Abd al-Moniem Abu al-Fotouh
In February 2018, Egyptian authorities arrested Abd al-Moniem Abu al-Fotouh, 2012 presidential candidate and leader of the Strong Egypt party, for “spreading false news” and “leading an outlaw group. And kept him in pre-trial detention for over three years. On August 25, authorities referred her case to an emergency state security criminal court for trial, which began on November 24.
Security forces arrested Abu al-Fotouh hours after returning from London, where he gave interviews to several media outlets, including Al Jazeera, BBC Arabic and Al Araby TV, criticizing President al-Sisi and what he said. called the âenvironment of fearâ surrounding the 2018 presidential elections.
The 69-year-old former presidential candidate has been held in solitary confinement in Tora prison. His family reported that he was suffering from symptoms resembling a heart attack in July.

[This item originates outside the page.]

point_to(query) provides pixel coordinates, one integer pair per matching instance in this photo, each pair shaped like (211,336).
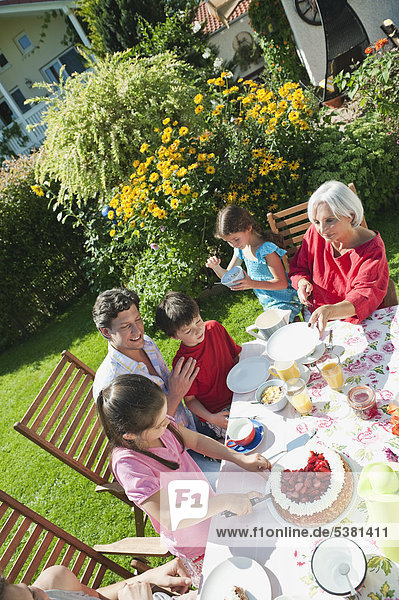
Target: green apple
(383,479)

He asked the prison guards for help for hours without a response, his family said.
Prolonged solitary confinement amounts to inhuman or degrading treatment and may amount to torture under international legal standards.
Abu al-Fotouh suffers from a number of health problems prior to his detention, including high blood pressure and diabetes, and developed a herniated disc in prison. Authorities prevented him from undergoing prostate surgery that was scheduled before his arrest.
On December 12, during a re-detention hearing, his lawyer, Ahmed Abo Elela Mady, said Abu al-Fotouh’s health was deteriorating due to his isolation.